Il y a vingt minutes, mon pote et moi marchions côte à côte en papotant. Puis j'ai voulu couper par un fourré pour gagner du temps, il a continué tout droit, et sa voix s'est mise à faiblir dans mon casque. De plus en plus loin. Puis plus rien. Je me suis retrouvé seul au milieu d'un bush immense, à tourner sur moi-même comme un idiot, avant de sortir une fusée éclairante et de la balancer dans le ciel en priant qu'il la voie. Trois minutes plus tard, il débarquait en courant, mort de rire. On n'avait rien accompli. C'était parfait.
Bienvenue dans Big Walk, et laissez-moi vous expliquer pourquoi c'est l'un des trucs les plus malins que j'aie joués cette année.

C'est le nouveau jeu de House House, oui, le studio d'Untitled Goose Game, celui où on incarnait une oie insupportable qui pourrissait la vie d'un village entier. Édité par Panic, disponible aujourd'hui sur PC, PS5 et Switch 2 en cross-play pour une vingtaine d'euros. Et le virage est total : là où le jeu de l'oie, c'était le chaos joyeux en solo, contre le monde, Big Walk vous demande l'inverse exact. Coopérer. Rester ensemble. Avancer à deux.
On explore un vaste monde ouvert, on résout des défis, on découvre des trucs, et surtout on discute. Beaucoup. C'est un "walker-talker", et le mot n'est pas volé : la marche et la parole sont littéralement le coeur du jeu.

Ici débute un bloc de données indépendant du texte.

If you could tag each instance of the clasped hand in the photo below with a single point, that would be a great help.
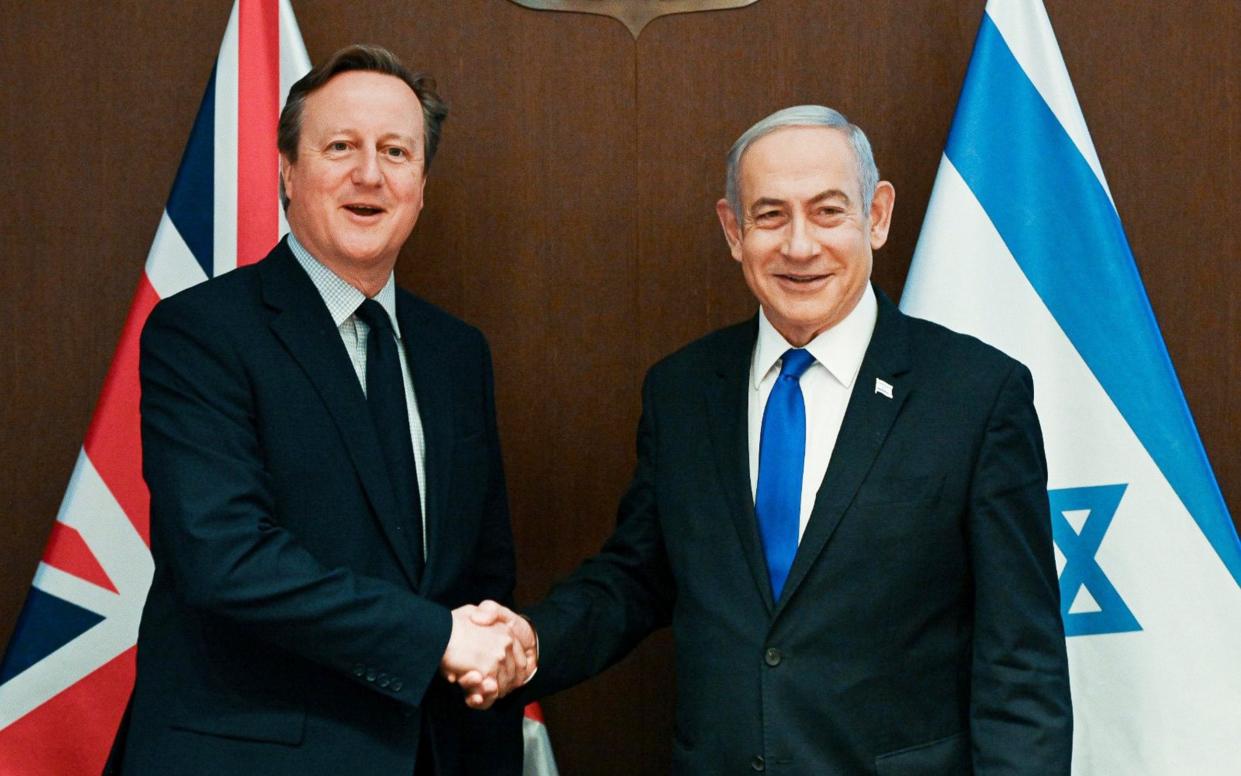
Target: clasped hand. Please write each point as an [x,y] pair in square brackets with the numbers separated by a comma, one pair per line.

Voilà ce que Big Walk apporte que les autres coop n'ont pas : il fait de la communication une vraie mécanique de jeu, pas un simple confort. Le chat vocal est en proximité, et il est génialement exploité : plus votre partenaire s'éloigne sur la carte, plus sa voix faiblit. Vous entendez concrètement la distance qui vous sépare. C'est bête, et c'est brillant, parce que ça transforme le fait de rester groupés en enjeu permanent, et le fait de se perdre en petite catastrophe intime.
Et quand ça arrive, quand vous vous êtes bêtement éloignés, le jeu vous donne des outils pour vous retrouver, et ils sont adorables. Un mégaphone pour hurler par-dessus la distance. Des fusées éclairantes pour signaler votre position dans le ciel. Et mon préféré : des pancartes écrites à la main que vous plantez dans le décor pour laisser un message à l'autre. J'ai retrouvé mon pote grâce à un panneau où il avait griffonné une flèche et un dessin de moi en train de pleurer. Aucun autre jeu ne m'a fait ça.

Parce qu'il y a un jeu, aussi, pas seulement du papotage. La progression passe par des structures disséminées dans le paysage, dans lesquelles on résout des énigmes. On avance en explorant, en fouillant, en cherchant ensemble ce qui débloque la suite. Rien de sur-scénarisé, rien qui vous prend par la main : Big Walk vous lâche dans son monde et vous laisse le remplir de vos propres histoires.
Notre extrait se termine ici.